No wonder the US model of pharmaceutical research is so fracked up.
In a report expected to be made public on Thursday, Daniel R. Levinson, the inspector general of the Department of Health and Human Services, said 90 percent of universities relied solely on the researchers themselves to decide whether the money they made in consulting and other relationships with drug and device makers was relevant to their government-financed research.
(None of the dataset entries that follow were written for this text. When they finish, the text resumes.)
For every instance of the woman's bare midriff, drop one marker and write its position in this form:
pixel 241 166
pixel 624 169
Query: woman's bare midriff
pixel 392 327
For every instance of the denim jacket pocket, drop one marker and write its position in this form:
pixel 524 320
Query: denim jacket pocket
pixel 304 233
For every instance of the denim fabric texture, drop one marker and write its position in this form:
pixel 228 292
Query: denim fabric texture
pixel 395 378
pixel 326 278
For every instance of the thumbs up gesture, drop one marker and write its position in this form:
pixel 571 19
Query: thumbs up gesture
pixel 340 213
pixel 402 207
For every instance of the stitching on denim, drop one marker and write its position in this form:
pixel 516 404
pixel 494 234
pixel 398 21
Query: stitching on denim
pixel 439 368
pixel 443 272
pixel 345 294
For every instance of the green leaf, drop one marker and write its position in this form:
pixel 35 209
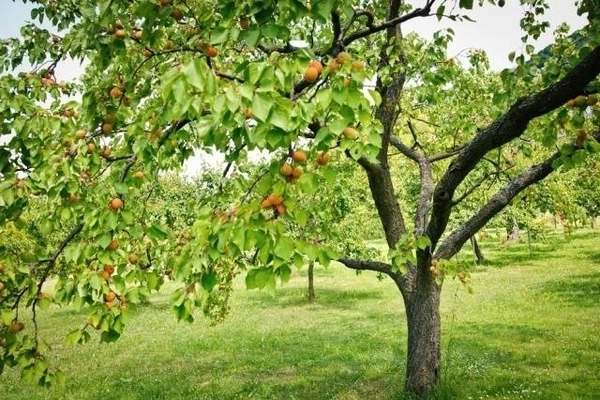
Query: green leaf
pixel 284 248
pixel 209 280
pixel 73 337
pixel 109 336
pixel 261 106
pixel 157 232
pixel 468 4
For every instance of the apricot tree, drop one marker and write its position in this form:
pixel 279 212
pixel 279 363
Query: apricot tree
pixel 166 78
And half of universities do not ask their faculty members to disclose the amount of money or stock they make from drug and device makers, so the potential for extensive conflicts with their government-financed research is often known only to the researchers themselves, the report concluded.
[Click to continue reading Researchers’ Financial Interests Often Not Reported to U.S. – NYTimes.com]
Don’t ask, don’t tell, right? You keep your money, and we keep you on staff so that our university can use your name in our PR materials.
Most of the reported conflicts involved equity ownership in companies that could be affected by the results of government-financed research. In only a third of the cases did the universities specify to the government the size of the financial conflict and, among those, six had equity stakes valued at greater than $100,000. But in only 29 of the cases did the universities require researchers to reduce or eliminate their stakes. In most cases, the universities deemed that some sort of the disclosure of the conflict was enough to manage it.
Can you imagine this sort of arrangement for any other industry? Well, besides maybe defense contractors and Congress, but they at least have a couple of years of cushion between action and reward.